When is a child EMG done?
- To investigate the cause of floppy infant syndrome in limp babies or as we call hypotonic babies.
- To diagnose and follow up genetically transmitted muscle and nerve diseases.
- If there is weakness in the limbs due to traumas during or after birth, for the detection of nerve damage, its severity, understanding whether there is recovery, and for follow-up.
- To find out if there is nerve damage after cuts or fractures.
- For monitoring diabetes-related nerve damage in patients with Type 1 Diabetes.

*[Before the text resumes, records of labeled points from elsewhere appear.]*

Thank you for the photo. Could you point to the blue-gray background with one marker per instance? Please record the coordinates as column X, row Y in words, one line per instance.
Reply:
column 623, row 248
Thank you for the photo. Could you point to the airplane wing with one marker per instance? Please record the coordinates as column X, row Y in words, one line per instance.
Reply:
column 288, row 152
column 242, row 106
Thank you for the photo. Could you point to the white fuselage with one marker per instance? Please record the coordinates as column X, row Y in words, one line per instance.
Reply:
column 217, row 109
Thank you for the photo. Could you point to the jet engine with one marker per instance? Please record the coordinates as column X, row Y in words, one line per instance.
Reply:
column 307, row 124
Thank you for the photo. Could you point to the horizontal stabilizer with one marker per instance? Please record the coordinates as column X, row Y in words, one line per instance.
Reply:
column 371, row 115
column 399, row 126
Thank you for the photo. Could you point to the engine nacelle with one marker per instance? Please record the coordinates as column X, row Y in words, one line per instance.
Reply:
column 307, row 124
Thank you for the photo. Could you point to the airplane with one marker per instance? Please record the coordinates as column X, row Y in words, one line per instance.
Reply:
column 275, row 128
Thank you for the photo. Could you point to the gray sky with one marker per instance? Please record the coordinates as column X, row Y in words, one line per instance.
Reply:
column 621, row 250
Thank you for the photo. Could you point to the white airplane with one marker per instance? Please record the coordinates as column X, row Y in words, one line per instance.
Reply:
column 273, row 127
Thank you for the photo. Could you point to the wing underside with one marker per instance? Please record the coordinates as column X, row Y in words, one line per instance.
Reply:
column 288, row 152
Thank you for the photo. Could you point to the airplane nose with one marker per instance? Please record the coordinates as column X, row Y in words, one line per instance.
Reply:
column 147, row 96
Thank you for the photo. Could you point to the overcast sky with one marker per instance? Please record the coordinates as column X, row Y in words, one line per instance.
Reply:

- For the diagnosis of conditions that develop suddenly, such as weakness in the limbs, difficulty in swallowing, speech disorder.
- Child EMG is done.
What is measured with a child EMG?
In the EMG examination, the function of the nerve roots that exits the spinal cord is evaluated. EMG has two stages; it consists of nerve conduction studies and needle EMG parts. In nerve conduction studies, an external electrical stimulus is given to the points where the nerves pass, and the response is recorded.
During a needle EMG, a thin needle is inserted into different muscles and their functions are evaluated. It provides information on whether there is an activity in the examined muscles or in the nerves that control them, and if there is, what level of improvement there is.
Is child EMG painful?
The electrical stimuli given during EMG are very low and do not harm the human body. Contrary to what is feared, it is generally well tolerated by children. Before a needle EMG, the muscles to be worked with are determined by neurological examination. Hence, as few muscles as possible are examined, target-specifically, and the procedure is facilitated for the child.